The core of the problem lies in how Docker executes RUN instructions. By default, each RUN instruction is executed in a new shell context, typically /bin/sh -c (or /bin/bash -c if specified). When you use source or . to execute a script, it runs the script in the current shell context, meaning any environment variables or functions defined by that script become available in that specific shell session. However, once that RUN instruction completes, the shell session is terminated, and all its context (including sourced variables) is lost.

FROM alpine:latest

# This will NOT work as expected
RUN echo 'export MY_VAR="hello"' > /tmp/script.sh
RUN source /tmp/script.sh
RUN echo $MY_VAR

Example of source failing to persist environment variables across RUN instructions.

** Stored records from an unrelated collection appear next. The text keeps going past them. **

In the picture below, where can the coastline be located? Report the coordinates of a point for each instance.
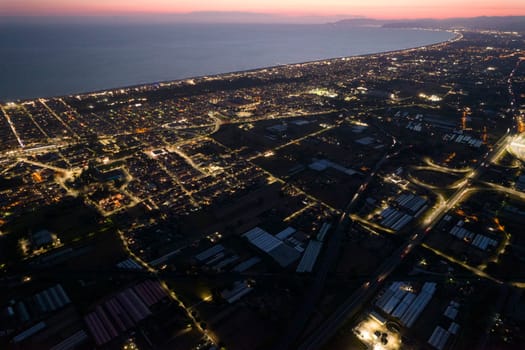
(166, 83)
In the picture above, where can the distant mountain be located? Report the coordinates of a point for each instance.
(507, 23)
(190, 17)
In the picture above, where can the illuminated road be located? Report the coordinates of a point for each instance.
(300, 320)
(355, 302)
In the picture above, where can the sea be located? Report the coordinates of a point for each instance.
(44, 60)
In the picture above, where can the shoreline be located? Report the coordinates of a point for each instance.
(166, 83)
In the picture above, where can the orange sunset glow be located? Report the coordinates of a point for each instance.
(371, 8)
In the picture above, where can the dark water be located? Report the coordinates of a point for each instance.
(58, 59)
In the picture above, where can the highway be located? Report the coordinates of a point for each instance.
(368, 289)
(301, 318)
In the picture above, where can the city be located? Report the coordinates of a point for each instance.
(372, 202)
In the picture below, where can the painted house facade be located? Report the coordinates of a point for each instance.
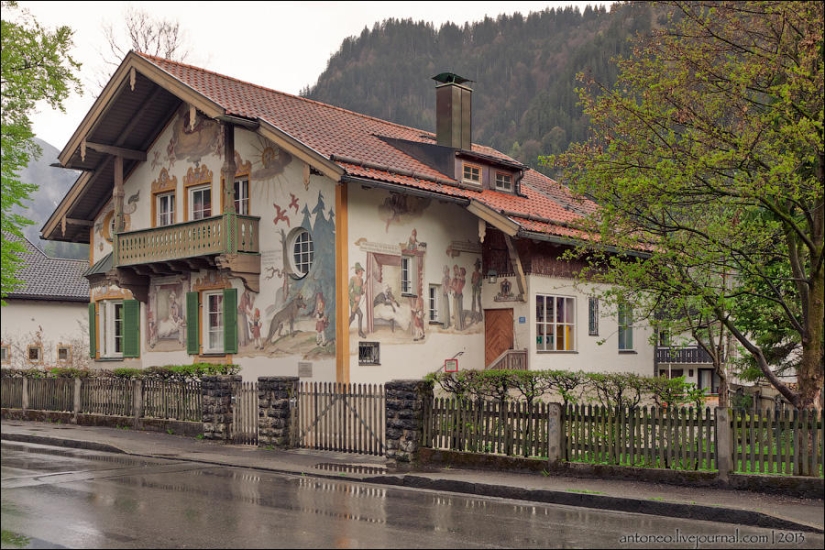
(44, 320)
(232, 223)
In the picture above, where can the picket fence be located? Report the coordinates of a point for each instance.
(159, 399)
(762, 441)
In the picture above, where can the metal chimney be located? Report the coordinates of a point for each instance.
(453, 111)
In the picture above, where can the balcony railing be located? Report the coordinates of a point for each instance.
(682, 355)
(511, 359)
(225, 234)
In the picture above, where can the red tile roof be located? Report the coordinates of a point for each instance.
(346, 137)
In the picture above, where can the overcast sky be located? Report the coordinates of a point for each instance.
(281, 45)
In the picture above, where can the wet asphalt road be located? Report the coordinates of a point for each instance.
(55, 497)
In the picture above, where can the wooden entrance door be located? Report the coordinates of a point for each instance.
(498, 333)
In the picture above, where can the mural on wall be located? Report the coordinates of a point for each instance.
(401, 209)
(194, 136)
(105, 226)
(166, 314)
(297, 318)
(270, 160)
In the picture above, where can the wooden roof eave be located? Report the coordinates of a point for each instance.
(300, 150)
(65, 206)
(123, 78)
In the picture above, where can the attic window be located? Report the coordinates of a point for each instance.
(472, 174)
(504, 182)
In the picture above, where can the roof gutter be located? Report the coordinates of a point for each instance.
(404, 190)
(567, 241)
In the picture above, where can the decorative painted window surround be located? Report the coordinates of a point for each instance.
(197, 181)
(164, 186)
(242, 187)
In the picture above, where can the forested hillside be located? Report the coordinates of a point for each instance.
(523, 69)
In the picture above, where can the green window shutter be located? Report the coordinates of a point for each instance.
(92, 331)
(230, 320)
(192, 324)
(131, 328)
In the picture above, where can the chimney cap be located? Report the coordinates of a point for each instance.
(450, 78)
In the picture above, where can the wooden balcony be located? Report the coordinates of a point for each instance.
(682, 355)
(511, 359)
(210, 236)
(228, 242)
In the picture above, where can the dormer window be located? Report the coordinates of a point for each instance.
(472, 174)
(504, 182)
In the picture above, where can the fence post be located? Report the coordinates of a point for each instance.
(277, 400)
(724, 441)
(405, 418)
(216, 393)
(25, 394)
(555, 434)
(78, 383)
(137, 400)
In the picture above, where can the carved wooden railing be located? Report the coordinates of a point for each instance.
(682, 355)
(225, 234)
(511, 359)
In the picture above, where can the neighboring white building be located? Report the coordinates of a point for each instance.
(45, 322)
(236, 224)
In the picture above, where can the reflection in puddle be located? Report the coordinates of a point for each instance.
(352, 468)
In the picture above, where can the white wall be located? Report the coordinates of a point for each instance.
(48, 324)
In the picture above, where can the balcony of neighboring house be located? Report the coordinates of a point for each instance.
(682, 355)
(229, 242)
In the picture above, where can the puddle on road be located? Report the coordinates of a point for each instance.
(352, 468)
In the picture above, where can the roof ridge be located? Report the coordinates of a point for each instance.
(154, 58)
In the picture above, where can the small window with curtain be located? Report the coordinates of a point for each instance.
(555, 323)
(625, 327)
(242, 195)
(593, 316)
(504, 182)
(471, 173)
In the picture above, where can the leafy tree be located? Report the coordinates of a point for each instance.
(707, 155)
(36, 66)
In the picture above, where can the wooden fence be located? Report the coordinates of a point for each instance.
(674, 438)
(157, 399)
(765, 442)
(511, 428)
(347, 418)
(772, 442)
(172, 400)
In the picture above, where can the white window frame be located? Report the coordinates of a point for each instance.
(369, 353)
(241, 195)
(409, 272)
(68, 358)
(433, 303)
(471, 173)
(112, 325)
(213, 326)
(555, 323)
(626, 342)
(592, 316)
(166, 216)
(504, 182)
(38, 349)
(202, 213)
(301, 252)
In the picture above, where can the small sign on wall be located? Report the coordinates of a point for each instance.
(451, 365)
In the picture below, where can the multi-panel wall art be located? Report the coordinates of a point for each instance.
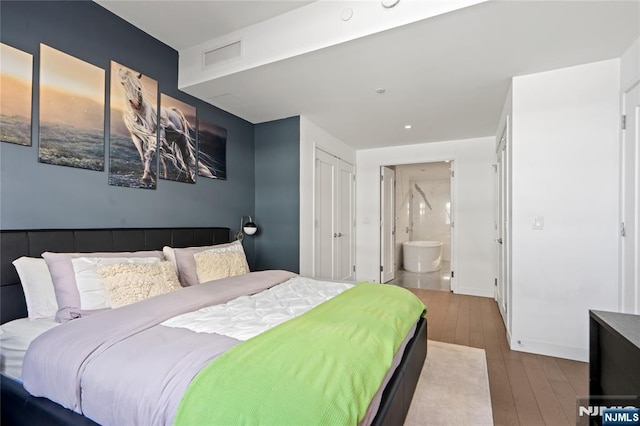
(178, 160)
(147, 139)
(133, 130)
(212, 150)
(16, 76)
(71, 111)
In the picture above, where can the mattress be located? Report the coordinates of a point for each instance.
(15, 337)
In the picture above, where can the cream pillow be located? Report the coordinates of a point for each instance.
(128, 283)
(216, 264)
(90, 287)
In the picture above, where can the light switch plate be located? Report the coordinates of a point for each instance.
(538, 222)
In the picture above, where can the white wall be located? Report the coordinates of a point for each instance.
(630, 66)
(565, 168)
(312, 137)
(630, 288)
(472, 255)
(421, 221)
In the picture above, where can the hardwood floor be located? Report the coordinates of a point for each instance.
(526, 389)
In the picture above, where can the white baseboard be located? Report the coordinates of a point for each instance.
(549, 349)
(474, 291)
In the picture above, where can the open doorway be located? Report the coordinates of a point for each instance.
(423, 225)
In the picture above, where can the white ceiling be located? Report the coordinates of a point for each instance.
(448, 75)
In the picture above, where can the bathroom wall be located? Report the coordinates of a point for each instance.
(473, 244)
(420, 219)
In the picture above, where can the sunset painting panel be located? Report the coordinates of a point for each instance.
(71, 111)
(16, 81)
(133, 130)
(212, 150)
(177, 140)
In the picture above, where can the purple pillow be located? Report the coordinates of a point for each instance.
(64, 279)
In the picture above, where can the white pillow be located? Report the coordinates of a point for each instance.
(37, 287)
(93, 294)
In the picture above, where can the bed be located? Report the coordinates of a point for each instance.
(392, 399)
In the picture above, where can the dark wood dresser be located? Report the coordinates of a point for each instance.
(614, 359)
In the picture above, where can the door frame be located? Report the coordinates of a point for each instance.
(453, 212)
(629, 290)
(502, 223)
(387, 225)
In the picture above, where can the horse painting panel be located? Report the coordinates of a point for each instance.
(133, 128)
(170, 132)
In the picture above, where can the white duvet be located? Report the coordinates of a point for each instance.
(248, 316)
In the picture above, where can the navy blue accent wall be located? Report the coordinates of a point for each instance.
(277, 164)
(35, 195)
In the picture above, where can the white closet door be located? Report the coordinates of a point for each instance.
(324, 221)
(345, 217)
(630, 203)
(334, 247)
(388, 225)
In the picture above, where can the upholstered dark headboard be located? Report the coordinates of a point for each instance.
(32, 243)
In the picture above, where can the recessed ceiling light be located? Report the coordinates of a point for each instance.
(388, 4)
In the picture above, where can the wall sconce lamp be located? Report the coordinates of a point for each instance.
(248, 227)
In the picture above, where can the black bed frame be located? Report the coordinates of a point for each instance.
(20, 408)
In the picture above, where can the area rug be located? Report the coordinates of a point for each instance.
(453, 388)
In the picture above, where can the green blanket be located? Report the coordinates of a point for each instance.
(321, 368)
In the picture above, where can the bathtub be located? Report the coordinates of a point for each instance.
(422, 256)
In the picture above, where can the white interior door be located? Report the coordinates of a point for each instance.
(387, 225)
(630, 203)
(334, 236)
(501, 225)
(345, 221)
(324, 217)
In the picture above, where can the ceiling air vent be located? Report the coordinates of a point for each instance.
(222, 53)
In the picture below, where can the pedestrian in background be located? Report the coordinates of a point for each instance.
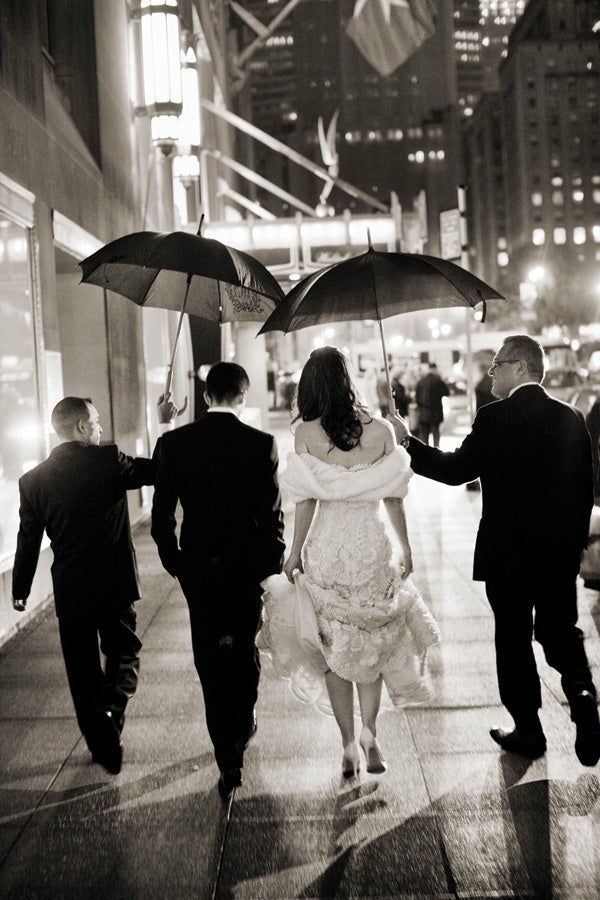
(79, 497)
(429, 393)
(401, 398)
(224, 475)
(532, 454)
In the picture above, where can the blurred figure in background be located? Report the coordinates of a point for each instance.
(400, 393)
(430, 391)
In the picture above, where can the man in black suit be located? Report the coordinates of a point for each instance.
(532, 454)
(224, 474)
(79, 496)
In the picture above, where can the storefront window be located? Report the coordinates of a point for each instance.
(20, 433)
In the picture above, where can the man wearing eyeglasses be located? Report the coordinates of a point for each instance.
(532, 454)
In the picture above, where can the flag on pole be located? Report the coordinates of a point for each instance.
(387, 32)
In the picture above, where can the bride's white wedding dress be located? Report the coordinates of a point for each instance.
(350, 611)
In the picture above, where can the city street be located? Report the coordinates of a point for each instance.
(452, 817)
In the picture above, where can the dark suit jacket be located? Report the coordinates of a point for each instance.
(533, 456)
(78, 495)
(224, 474)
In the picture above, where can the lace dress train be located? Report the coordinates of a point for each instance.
(349, 611)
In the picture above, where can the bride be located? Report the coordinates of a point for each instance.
(354, 617)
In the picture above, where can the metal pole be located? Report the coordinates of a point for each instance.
(464, 261)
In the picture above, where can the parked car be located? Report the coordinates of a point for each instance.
(584, 397)
(563, 383)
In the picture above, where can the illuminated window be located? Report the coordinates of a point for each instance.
(560, 236)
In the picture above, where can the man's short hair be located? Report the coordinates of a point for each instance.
(67, 413)
(226, 381)
(521, 346)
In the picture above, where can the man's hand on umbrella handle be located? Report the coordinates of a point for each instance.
(167, 410)
(400, 427)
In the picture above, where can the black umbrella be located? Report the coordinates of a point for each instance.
(377, 285)
(186, 273)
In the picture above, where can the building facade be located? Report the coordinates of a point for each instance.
(545, 206)
(78, 168)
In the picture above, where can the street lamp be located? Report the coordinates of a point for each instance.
(162, 94)
(161, 64)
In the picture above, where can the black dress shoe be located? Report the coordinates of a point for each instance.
(104, 740)
(228, 780)
(584, 712)
(530, 745)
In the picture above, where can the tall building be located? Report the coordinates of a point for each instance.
(481, 32)
(549, 111)
(394, 133)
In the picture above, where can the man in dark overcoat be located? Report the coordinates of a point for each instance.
(533, 456)
(224, 474)
(79, 497)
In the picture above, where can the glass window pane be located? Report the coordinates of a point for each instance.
(20, 432)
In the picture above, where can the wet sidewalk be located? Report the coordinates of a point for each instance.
(452, 817)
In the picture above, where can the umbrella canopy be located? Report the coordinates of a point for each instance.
(376, 285)
(156, 270)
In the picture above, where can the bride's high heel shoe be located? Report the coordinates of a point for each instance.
(350, 761)
(373, 755)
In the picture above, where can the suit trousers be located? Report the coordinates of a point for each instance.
(545, 608)
(224, 619)
(92, 687)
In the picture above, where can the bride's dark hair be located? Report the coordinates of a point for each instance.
(326, 392)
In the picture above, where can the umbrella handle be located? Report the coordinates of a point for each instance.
(386, 367)
(175, 343)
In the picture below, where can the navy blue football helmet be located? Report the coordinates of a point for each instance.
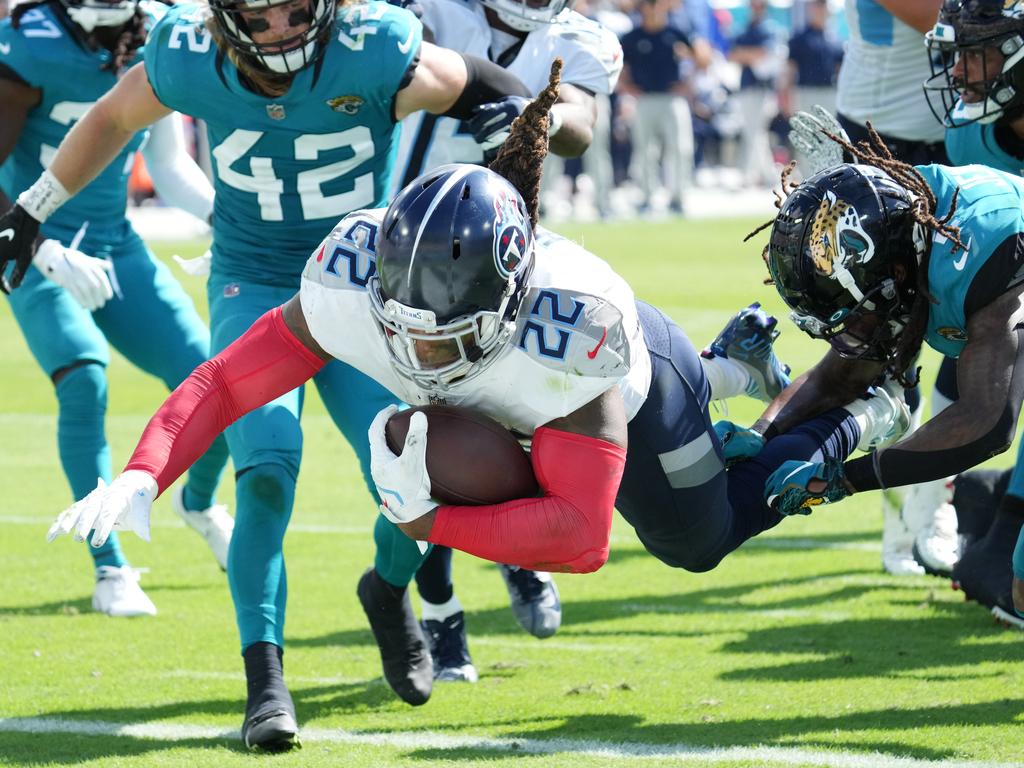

In the example above, the source /tmp/script.sh command successfully sets MY_VAR within its own shell context. However, the subsequent RUN echo $MY_VAR command executes in a new shell context, which has no knowledge of MY_VAR, resulting in an empty output.

flowchart TD
    A[Dockerfile RUN Instruction 1] --> B{"Shell Context 1 (/bin/sh -c)"}
    B --> C["Execute 'source script.sh'"]
    C --> D["MY_VAR set in Shell Context 1"]
    D --> E["Shell Context 1 Exits"]
    E --x F["MY_VAR is Lost"]
    F --> G[Dockerfile RUN Instruction 2]
    G --> H{"Shell Context 2 (/bin/sh -c)"}
    H --> I["Execute 'echo $MY_VAR'"]
    I --> J["MY_VAR is Undefined in Shell Context 2"]
    J --> K["Empty Output"]

Flowchart illustrating why source fails across separate RUN instructions.

Solutions for Persistent Environment Variables and Script Execution

To correctly set environment variables or execute scripts that modify the shell environment for subsequent RUN instructions, you need to ensure they operate within the same shell context or use Docker's built-in mechanisms.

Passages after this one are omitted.